The story is relatively simple, if somewhat striking. Around 1290 a notorious brigand called William Cragh was hanged in Swansea. The process of execution did not go smoothly: the gallows broke and while Cragh was considered dead, he was hanged again for good measure. This second hanging assured everyone that he was dead and the man was taken down and brought away. An eye witness (William de Briouze junior) described the dead man:
His whole face was black and in parts bloody or stained with blood. His eyes had come out of their sockets and hung outside the eyelids and the sockets were filled with blood. His mouth, neck, and throat and the parts around them, also his nostrils, were filled with blood, so that it was impossible in the natural course of things for him to breathe air through his nostrils or through his mouth or through his throat ... his tongue hung out of his mouth, the length of a man's finger, and it was completely black and swollen and as thick with the blood sticking to it that it seemed the size of a man's two fists together. (p. 6).
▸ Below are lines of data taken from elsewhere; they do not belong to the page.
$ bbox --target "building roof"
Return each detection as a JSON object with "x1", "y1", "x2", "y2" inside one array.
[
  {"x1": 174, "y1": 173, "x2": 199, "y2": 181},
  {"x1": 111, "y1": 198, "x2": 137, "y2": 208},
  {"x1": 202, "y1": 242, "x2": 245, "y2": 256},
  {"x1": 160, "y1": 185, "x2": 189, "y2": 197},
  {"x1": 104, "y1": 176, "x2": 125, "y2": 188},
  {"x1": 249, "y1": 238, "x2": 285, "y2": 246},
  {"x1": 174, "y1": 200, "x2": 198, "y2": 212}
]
I provide this dramatic and rather gory account because it does not look like a man in that shape would be capable of much, let alone recover. But that is what he did, living for another fifteen years or so. As he was being prepared for burial those present noticed him moving. The Lady Mary de Briouze, stepmother to the eyewitness cited above, wife of the lord, he who condemned Cragh to death, had prayed to Thomas de Cantilupe to protect the man, and it was this event that lead to an investigation in 1307 into Thomas's sanctity. Bartlett sifts through the documentation of this investigation (now in the Vatican Archives) and provides a rigorous analysis and contextualization of what is found there. So there's a fascinating chapter on 'Time and Space', pp. 53-67, in which he discusses how the accounts describe distance and time. Distance, for example, is referred to in the length of crossbow shot, and time in terms of how long it takes to walk between places. There is a tradition that he who is hanged once cannot be hanged again, one that seems to be in the background of Piers Plowman B 18. 380-4, 'It is noght used on erthe to hangen a feloun | Other than ones' (cf. C 20. 421-422). This is not exactly the scenario here, in that it does not appear to be an imperfect hanging, but a case of resurrection. Cragh had prayed to the right saint, since Cantilupe was particularly associated with resurrections. Apparently resurrections were still rather unusual in the late thirteenth century:
'a careful study of 4,756 miracle accounts from eleventh- and twelfth-century France found only sixty cases of resurrection; that is, 1.26 percent. Thomas de Cantilupe's forty is thus a number equivalent to fully two-thirds of the miraculous resurrections over these two centuries in France. It is worth noting, however, that resurrection grew more common over the course of the Middle Ages. While they form only 1.26 percent of miracles recorded in eleventh- and twelfth-century France, they constitute 2.2 percent of miracles examined in thirteenth-century canonization processes and 10.2 percent in fourteenth-century ones' (pp. 51-52).

This is fascinating: why is there such a leap in resurrection miracles in the fourteenth century?

In sum, this is a riveting story, marvellously written. Read it.

I've been picking some interesting things up lately too (here in Dublin). Found a very nice copy of Helen Barr's Socioliterary Practice in Late Medieval England, and also Gianni Vattimo's The Transparent Society, which is marvellous. I then picked up his Beyond Interpretation, which I'd bought several years ago and never read, and am increasingly drawn to his work. Have also managed to pick up some very nice s/h philosophy, mainly Heidegger, but some Caputo, too who is quite fascinating. I also picked up a copy of the lovely Tel quel anthology from 1968 entitled Théorie d'ensemble (Éditions du Seuil).

On my desk now is the score of Scarlatti's Griselda (1721), and that's the next thing I'll post about.